La filière pêche tunisienne en alerte face au nouveau cadre européen des emballages
À peine le temps de souffler. Alors que le nouveau règlement européen sur les emballages et les déchets d’emballages entre dans sa phase d’application générale dans quelques jours, la Direction générale des services vétérinaires (DGSV) tire la sonnette d’alarme. Les exportateurs tunisiens de produits de la pêche et d’aquaculture à destination de l’Union européenne sont sommés de contrôler sans tarder la conformité de leurs conditionnements.

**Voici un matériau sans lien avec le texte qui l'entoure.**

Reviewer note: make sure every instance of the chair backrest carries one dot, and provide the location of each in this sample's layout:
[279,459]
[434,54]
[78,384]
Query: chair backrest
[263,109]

Le compte à rebours est enclenché. À partir du 12 août 2026, le règlement (UE) 2025/40, plus connu sous le sigle PPWR (Packaging and Packaging Waste Regulation), s’imposera à tous les emballages mis sur le marché communautaire, quel que soit leur matériau ou leur pays d’origine. L’alerte, lancée par la DGSV et relayée par le Groupement interprofessionnel des produits de la pêche (GIPP), invite les établissements concernés à saisir leurs fournisseurs d’emballages pour s’assurer en urgence que les matériaux utilisés répondent aux nouvelles prescriptions.
Un arsenal juridique qui se durcit
Entré en vigueur le 11 février 2025, le texte européen se substitue progressivement à l’ancienne directive 94/62/CE. Son champ est large : il encadre la fabrication, la composition, la recyclabilité, la réutilisation et la gestion en fin de vie des emballages. Si l’application générale est fixée au 12 août 2026, certains volets bénéficient de régimes transitoires, mais l’essentiel des obligations s’appliquera dès cette date.
Parmi les nouveautés les plus contraignantes pour la filière alimentaire, les emballages en contact avec les denrées devront respecter des seuils stricts concernant les substances per- et polyfluoroalkylées (PFAS). Au-delà des limites fixées, ils ne pourront plus être commercialisés dans l’UE. La Commission européenne, dans une note d’orientation publiée en juin 2026, a rappelé que ces restrictions s’imposent à tous les conditionnements mis sur le marché après le 12 août.
Une vérification documentaire et matérielle immédiate
Pour les entreprises tunisiennes, l’urgence est double. Il ne s’agit pas seulement de tester physiquement les emballages, mais aussi de collecter auprès des fabricants ou fournisseurs l’ensemble des attestations et documents prouvant la conformité aux exigences européennes. Le PPWR prévoit en effet des obligations de traçabilité documentaire qui incombent aux metteurs sur le marché.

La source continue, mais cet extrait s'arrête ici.